Dünya sağlık örgütünün son güncellemesine göre sağlıklı insanlarda normal kan basıncı 110-120/70-80 mmHg olarak tanımlanmaktadır. Eğer bir kişide arka arkaya birkaç defa kan basıncı ölçülür 140/90 mmHg ve daha yüksek tespit edilirse o kişi yüksek tansiyona sahip demektir. Kardiyoloji uzmanı veya aile hekimi ile mutlaka irtibata geçmesi gereklidir.
Öncelikle yüksek tansiyonun nedeni iyice araştırılmalı hastalığın organik bir nedenimi (tiroid hastalıkları, böbrek parankim hastalıkları, böbrek damar hastalıkları, böbrek üstü bezi hastalığı,hipofiz hastalığı,doğuştan büyük atar damarda darlık-aort koartasyonu-,v.s.) yoksa bunların dışında esansiyel  hipertansiyon mu?(Aşırı kilolu olma,şişmanlık,hareketsiz yaşam tarzı,çok tuz tüketme,aşırı sigara ve alkol tüketenler,aşırı stres içinde olanlar v.s)
Şunu öncelikle belirtmek isterim ki yüksek tansiyonun sebebi bir organ bozukluğuna bağlı ise çözüm o organ bozukluğunun düzeltilmesi iledir. Biz burada ilaç kullanmaya başlamadan yüksek tansiyonu nasıl kontrol altına alınabilirin cevabını vermeye çalışacağız. Sebebi ne olursa olsun 140/90 mmHg ve üzeri kan basıncı tespit edilmişse hastaya tıbbi müdahale gereklidir.
Fazla kilomuz var ise çocukluk veya yetişkinlikte de olabilir yüksek tansiyon hastalığı gelişme riski normalin iki katıdır. Vücutta biriken yağ hücrelerinin böbrekler, damarlar ve sinir sistemi üstüne etki yaparak kan basıncını yükselttiği düşünülmekte. Fazla kilo nasıl yüksek tansiyona sebep oluyorsa ideal kiloya ulaşmakta kan basıncının 15-20 mmHg azalmasına sebep olmaktadır.

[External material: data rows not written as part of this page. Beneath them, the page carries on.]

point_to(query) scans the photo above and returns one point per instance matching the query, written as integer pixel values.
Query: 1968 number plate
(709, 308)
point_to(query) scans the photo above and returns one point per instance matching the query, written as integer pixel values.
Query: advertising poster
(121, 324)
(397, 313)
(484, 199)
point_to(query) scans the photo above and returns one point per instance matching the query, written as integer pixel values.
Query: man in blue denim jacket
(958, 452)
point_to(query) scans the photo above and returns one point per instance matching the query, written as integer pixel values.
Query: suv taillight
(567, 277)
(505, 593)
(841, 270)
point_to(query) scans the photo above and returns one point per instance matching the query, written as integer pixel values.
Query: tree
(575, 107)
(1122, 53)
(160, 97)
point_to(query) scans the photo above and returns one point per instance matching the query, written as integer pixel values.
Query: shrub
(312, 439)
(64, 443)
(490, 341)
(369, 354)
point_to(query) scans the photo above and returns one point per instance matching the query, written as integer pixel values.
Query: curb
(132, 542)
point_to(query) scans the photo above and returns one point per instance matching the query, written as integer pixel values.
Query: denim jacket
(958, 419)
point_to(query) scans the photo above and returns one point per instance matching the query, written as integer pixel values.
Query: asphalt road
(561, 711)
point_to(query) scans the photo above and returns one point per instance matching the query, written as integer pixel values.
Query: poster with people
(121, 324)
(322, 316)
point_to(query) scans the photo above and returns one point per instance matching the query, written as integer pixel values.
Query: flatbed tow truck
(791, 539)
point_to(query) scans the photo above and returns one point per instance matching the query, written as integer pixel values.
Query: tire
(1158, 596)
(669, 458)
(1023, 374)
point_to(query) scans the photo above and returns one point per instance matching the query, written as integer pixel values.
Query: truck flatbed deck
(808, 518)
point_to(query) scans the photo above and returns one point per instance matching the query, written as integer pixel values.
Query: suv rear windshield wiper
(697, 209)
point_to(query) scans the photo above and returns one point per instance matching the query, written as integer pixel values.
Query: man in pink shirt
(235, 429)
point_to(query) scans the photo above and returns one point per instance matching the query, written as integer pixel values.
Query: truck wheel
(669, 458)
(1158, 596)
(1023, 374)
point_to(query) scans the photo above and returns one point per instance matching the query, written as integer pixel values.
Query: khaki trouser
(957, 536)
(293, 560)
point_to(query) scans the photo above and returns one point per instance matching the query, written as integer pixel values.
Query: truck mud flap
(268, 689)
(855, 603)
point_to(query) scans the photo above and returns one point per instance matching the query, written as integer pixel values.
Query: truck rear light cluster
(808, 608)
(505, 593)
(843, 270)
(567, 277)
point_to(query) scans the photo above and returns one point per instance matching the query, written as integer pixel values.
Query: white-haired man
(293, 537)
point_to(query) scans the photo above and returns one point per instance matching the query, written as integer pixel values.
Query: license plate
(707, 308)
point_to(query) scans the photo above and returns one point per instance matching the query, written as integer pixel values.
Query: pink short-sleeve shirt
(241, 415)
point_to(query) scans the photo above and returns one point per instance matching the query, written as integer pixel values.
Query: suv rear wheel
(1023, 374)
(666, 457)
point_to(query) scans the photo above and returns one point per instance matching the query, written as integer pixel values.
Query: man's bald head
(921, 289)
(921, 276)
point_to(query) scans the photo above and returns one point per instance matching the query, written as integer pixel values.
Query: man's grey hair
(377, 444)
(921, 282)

Hareketsiz insanlarda da tansiyonun yükseldiğini gösteren ciddi çalışmalar yapılmıştır. Bu çalışmalarda hareket kısıtlılığı içinde olanlarla; günde 30-60 dakika (bir saatte 5 km) yürüyenler karşılaştırılmış yürüyenlerin sistolik kan basıncı 12 mmHg,diyastolik kan basıncı 7 mmHg daha düşük bulunmuştur.
Fazla tuz tüketilmesinin insanlarda tansiyon yükselmesine sebep olduğu yapılan ciddi tıbbi çalışmalarla tespit edilmiştir. Yüksek tansiyon tespit edilmiş bireylerin tuz kısıtlaması yapması kan basıncının 10 mmHg azalmasına sebep olduğu gösterilmiştir. Yemekler konan tuz miktarının şimdikinin yarısı olarak tarifi kullanımı kolaylaştıracaktır. Ayrıca yemeklerin üzerine tuz serpmemeleri gereklidir.

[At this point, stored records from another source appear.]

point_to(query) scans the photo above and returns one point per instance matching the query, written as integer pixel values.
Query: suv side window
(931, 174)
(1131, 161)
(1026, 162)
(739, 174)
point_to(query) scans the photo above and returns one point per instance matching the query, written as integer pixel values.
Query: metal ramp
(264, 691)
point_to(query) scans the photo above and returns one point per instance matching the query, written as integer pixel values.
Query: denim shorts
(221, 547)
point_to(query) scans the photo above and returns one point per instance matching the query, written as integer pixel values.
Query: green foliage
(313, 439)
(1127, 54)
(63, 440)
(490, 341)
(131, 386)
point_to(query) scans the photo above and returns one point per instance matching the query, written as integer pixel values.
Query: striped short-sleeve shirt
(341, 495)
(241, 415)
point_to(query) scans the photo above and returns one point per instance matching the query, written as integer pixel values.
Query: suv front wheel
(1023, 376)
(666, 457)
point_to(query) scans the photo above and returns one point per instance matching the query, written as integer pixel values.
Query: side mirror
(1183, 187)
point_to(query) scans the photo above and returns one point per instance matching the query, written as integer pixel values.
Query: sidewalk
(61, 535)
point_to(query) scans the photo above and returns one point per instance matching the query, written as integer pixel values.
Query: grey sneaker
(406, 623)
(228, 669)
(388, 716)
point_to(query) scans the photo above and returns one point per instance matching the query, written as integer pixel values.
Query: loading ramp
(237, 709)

Yüksek tansiyonu olan hastalarımızın sigara kullanmamaya özen göstermeleri çok önem arz etmektedir. Hassas aletlerle yapılan ölçümlerde sigara içerken kan basıncının birkaç milimetre civa (mmHg) yükseldiği net bir şekilde tespit edilmiştir. Eğer bir tek sigara içmekle kan basıncı bu şekilde yükselebiliyorsa bunun günde bir veya birkaç paket sigara içenlerde her yükselişin kalıcı tansiyon yükselmesine sebep olacağı hiç unutulmamalıdır. Ayrıca sigara kullanan insanların damarlarının en iç zarının geçirgenliği bozulduğu için damar zarı içine kan ürünlerinin geçişi kolaylaşmakta ve tıkayıcı damar hastalıkları oluşmaktadır (kalp, beyin, göz, böbrek v.s damarlar).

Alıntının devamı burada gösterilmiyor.